Reitman leans back. “He lives his life to his standard, even though sometimes he’s lazy and sometimes he’s eccentric, and he’s frustrating to other creative people, and, frankly, unfair, because everything has to go on his clock,” he says. “But he’s worth it.”
Melfi says there’s no difference between the public Murray and the private Murray: “What you see is what you get. He throws people in the pool in public, and he throws people in the pool in private.”
Sitting in his hotel room, Murray gently disagrees. “The private me just gets lost and wanders, and is more easily bushwhacked and taken down for dreaming nonsensical stuff. The public me can get a bit more emotional because people are pushing my buttons. But when I’m at my best? The working part of me. I get a lot more done. By really getting into your work, the nonessential stuff drops away.” Through this lens, Murray’s ongoing adventures with the public can be considered an effort to make real life more like the movies.

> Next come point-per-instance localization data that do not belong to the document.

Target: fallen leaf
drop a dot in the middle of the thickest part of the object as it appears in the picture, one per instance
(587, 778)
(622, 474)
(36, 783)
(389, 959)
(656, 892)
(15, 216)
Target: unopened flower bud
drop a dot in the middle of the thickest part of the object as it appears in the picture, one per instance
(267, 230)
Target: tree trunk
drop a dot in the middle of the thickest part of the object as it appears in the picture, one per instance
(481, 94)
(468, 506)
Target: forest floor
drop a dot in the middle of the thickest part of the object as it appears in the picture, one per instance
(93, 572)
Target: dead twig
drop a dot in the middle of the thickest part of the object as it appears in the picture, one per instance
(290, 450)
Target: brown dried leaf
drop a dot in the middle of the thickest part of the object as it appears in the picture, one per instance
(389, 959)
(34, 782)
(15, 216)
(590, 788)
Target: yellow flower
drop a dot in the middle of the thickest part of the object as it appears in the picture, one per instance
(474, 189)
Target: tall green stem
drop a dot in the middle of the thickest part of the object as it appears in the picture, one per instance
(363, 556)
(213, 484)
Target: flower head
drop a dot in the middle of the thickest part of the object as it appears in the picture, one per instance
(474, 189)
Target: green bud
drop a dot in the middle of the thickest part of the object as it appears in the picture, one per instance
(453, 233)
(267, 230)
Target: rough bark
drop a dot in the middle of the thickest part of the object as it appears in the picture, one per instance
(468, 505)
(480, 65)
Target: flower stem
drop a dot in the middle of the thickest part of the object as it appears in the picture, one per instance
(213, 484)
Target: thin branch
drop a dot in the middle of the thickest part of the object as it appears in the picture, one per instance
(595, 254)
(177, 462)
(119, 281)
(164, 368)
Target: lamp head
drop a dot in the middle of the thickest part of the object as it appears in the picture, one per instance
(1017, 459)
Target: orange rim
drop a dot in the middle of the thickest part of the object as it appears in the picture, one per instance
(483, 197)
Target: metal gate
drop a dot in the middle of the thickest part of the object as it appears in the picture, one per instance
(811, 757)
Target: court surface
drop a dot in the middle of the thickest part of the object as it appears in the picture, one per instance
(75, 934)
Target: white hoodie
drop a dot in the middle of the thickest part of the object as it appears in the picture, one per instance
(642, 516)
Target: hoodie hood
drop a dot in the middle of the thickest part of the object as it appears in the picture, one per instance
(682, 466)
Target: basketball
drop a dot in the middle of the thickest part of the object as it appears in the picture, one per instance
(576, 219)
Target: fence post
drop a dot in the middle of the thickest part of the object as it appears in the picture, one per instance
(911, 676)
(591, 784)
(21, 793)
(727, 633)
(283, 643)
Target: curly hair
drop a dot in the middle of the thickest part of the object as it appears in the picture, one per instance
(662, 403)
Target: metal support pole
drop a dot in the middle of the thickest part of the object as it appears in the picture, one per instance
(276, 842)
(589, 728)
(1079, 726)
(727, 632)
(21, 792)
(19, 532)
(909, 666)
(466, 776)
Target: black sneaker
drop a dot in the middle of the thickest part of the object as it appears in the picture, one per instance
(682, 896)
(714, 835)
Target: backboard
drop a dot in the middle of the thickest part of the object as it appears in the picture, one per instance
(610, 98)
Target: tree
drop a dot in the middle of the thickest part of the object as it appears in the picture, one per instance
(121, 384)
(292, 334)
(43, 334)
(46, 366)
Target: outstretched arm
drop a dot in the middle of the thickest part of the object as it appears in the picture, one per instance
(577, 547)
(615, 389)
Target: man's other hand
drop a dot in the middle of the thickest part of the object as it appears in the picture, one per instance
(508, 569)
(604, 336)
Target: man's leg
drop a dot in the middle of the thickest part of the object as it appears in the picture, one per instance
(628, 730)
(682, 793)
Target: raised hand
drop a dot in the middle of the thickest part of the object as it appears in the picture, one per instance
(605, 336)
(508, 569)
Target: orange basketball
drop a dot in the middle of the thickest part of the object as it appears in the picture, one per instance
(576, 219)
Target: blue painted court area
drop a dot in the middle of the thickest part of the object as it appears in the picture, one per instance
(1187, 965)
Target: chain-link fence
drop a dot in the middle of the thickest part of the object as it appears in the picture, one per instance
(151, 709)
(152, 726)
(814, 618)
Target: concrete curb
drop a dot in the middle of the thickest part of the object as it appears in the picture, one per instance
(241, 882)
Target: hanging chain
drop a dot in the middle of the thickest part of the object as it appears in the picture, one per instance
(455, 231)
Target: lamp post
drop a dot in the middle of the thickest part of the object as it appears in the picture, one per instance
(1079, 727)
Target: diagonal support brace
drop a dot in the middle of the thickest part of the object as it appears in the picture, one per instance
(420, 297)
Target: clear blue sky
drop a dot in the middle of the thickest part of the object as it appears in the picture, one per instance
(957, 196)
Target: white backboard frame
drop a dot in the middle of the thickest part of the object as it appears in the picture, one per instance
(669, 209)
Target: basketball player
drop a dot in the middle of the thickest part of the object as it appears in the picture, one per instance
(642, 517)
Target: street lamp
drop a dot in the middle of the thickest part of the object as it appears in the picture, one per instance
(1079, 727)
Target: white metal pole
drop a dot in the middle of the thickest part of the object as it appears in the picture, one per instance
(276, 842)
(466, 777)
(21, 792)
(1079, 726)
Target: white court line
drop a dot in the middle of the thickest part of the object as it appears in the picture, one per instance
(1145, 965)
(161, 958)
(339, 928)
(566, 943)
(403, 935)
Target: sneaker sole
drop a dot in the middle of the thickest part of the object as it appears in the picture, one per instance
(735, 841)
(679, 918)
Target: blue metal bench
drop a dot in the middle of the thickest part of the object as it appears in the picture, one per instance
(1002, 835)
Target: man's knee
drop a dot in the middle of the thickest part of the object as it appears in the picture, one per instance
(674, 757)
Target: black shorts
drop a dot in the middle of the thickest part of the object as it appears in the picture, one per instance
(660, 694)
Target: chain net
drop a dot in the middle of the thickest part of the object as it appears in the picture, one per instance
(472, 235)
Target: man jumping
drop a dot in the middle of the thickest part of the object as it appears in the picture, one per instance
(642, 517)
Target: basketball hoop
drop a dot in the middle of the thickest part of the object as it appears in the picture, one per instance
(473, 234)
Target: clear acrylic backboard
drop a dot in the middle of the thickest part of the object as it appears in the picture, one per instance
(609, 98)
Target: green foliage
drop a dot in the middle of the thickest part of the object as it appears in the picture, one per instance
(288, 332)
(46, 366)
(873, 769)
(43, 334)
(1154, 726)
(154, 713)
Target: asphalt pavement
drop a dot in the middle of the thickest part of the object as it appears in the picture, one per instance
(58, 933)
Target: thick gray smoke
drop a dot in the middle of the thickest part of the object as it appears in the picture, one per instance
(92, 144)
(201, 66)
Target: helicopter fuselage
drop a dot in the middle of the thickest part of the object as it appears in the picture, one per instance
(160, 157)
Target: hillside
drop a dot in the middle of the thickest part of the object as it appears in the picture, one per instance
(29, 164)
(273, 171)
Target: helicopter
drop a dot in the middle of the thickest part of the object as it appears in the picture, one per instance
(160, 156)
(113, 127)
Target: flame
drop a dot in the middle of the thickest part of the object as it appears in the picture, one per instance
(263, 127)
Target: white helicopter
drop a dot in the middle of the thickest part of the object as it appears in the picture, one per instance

In 2011, Murray filmed a promotional video for the Trident Academy near Charleston; one of his six sons was a student there. (Murray has been married and divorced twice.) Director David W. Smith was working on the shoot. “He came in hot and a little grumpy,” Smith says. “He was about 30 minutes late, and he complained that there were too many lights. He had a script, but he sat down in the school library and ad-libbed the whole thing. He got all these teddy bears and had a conversation with them. We’re looking at each other – this guy is off-his-face crazy – but there was a method to his madness.”
Murray loosened up as he played basketball with the school’s kids, and stuck around for lunch (his request: a tuna sandwich with no crusts), ultimately signing autographs and taking pictures. Smith recalls, “As the shoot went on, he became more and more like the guy that everyone thinks they know, which I guess is who he actually is.” Smith asked Murray if he would walk down the hall with the crew members so they could make a short film of it. Murray was confused, but he complied – when the camera cut, he kept walking, heading to his car without breaking stride.
Smith played the footage in slow motion, set an old Kinks song to it and had a short Bill Murray film that looked like an outtake from a Wes Anderson movie. Ultimately, about 2 million people watched an online one-minute film of Bill Murray (and four other guys) walking down a hallway in slow motion. Smith had internalized one of Murray’s principles: Don’t accept the world as it is, but find some way to inject life into its most mundane moments.
Another essential Murray principle: Wear your wisdom lightly, so insights arrive as punch lines. When pressed about his interactions with the public, he admits that the encounters are, to a certain extent, “selfish.” Murray shifts his weight on the couch and explains, “My hope, always, is that it’s going to wake me up. I’m only connected for seconds, minutes a day, sometimes. And suddenly, you go, ‘Holy cow, I’ve been asleep for two days. I’ve been doing things, but I’m just out.’ If I see someone who’s out cold on their feet, I’m going to try to wake that person up. It’s what I’d want someone to do for me. Wake me the hell up and come back to the planet.”
Doing a Q&A at a Toronto movie theater, Murray is asked, “How does it feel to be Bill Murray?” – and he takes the extremely meta query seriously, asking the audience to consider the sensation of self-awareness. “There’s a wonderful sense of well-being that begins to circulate . . . up and down your spine,” Murray says. “And you feel something that makes you almost want to smile. So what’s it like to be me? Ask yourself, ‘What’s it like to be me?‘ The only way we’ll ever know what it’s like to be you is if you work your best at being you as often as you can, and keep reminding yourself that’s where home is.” As the audience applauds, Bill Murray smiles inscrutably, alone in a crowded room, safe at home.